The democratic movement in all civilized countries is, in the last analysis, striving for the political domination of the proletariat. It therefore presupposes that a proletariat exists, that a ruling bourgeoisie exists, that an industry exists which gives birth to the proletariat and which has brought the bourgeoisie to power.

There is nothing of all this either in Norway or in Ur-Switzerland. In Norway, we have the very famous peasant regiment (bonde-regimente); in Ur-Switzerland a number of rough shepherds who, despite their democratic constitution, are ruled by a few big landowners, Abyberg, etc., in patriarchal fashion. A bourgeoisie only exists in exceptional cases in Norway, and not at all inUr-Switzerland. The proletariat is practically non-existent.

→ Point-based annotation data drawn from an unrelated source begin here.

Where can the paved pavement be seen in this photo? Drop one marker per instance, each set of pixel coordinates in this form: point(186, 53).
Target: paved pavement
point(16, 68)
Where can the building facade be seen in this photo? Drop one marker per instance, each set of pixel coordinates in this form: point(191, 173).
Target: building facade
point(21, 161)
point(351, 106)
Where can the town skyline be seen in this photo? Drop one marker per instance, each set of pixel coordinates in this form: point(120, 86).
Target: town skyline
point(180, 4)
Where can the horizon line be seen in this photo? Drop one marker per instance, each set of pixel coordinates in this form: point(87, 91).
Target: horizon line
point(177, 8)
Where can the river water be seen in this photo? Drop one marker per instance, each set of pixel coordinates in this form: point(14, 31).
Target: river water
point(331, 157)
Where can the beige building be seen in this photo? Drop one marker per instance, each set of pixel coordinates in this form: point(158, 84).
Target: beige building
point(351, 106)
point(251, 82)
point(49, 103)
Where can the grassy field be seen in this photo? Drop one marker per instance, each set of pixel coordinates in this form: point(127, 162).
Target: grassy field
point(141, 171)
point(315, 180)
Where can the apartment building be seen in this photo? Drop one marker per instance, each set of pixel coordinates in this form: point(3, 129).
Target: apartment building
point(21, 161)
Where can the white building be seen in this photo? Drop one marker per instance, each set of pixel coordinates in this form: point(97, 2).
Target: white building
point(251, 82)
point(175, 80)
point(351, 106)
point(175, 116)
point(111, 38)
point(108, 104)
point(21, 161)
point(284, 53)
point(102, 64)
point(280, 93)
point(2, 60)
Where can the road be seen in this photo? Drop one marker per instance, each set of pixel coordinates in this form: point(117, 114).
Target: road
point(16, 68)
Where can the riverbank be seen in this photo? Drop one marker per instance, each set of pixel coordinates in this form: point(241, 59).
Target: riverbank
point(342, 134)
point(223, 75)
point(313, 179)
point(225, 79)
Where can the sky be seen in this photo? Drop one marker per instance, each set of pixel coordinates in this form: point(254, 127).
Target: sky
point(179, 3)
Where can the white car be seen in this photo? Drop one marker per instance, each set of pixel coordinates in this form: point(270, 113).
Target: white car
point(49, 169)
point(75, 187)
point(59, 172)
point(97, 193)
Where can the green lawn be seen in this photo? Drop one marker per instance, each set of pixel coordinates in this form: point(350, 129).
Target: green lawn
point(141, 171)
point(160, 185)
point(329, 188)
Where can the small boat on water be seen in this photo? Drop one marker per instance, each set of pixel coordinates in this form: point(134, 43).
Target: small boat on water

The democracy prevailing in civilized countries, modern democracy, has thus nothing whatever in common with Norwegian or Ur-Swiss democracy. It does not wish to bring about the Norwegian and Ur-Swiss state of affairs but something absolutely different. Let us nevertheless look a little closer at this primitive-Germanic democracy and deal first with Ur-Switzerland, which is what above all concerns us here.

Is there a German philistine who does not rave about William Tell, the liberator of his Fatherland; a schoolmaster who does not celebrate Morgarten, Sempach, and Murten along with Marathon, Plataea, and Salamis; a hysterical old maid who does not go into raptures over the strong leg calves and sturdy thighs of the chaste Alpine youths? The glory of Ur-Swiss valor, freedom, skill, and strength has been endlessly praised in verse and prose from Aegidius Tschudi to Johannes von Müller, from Florian to Schiller.  The carbines and cannons of the twelve cantons now provide a commentary on these enthusiastic panegyrics.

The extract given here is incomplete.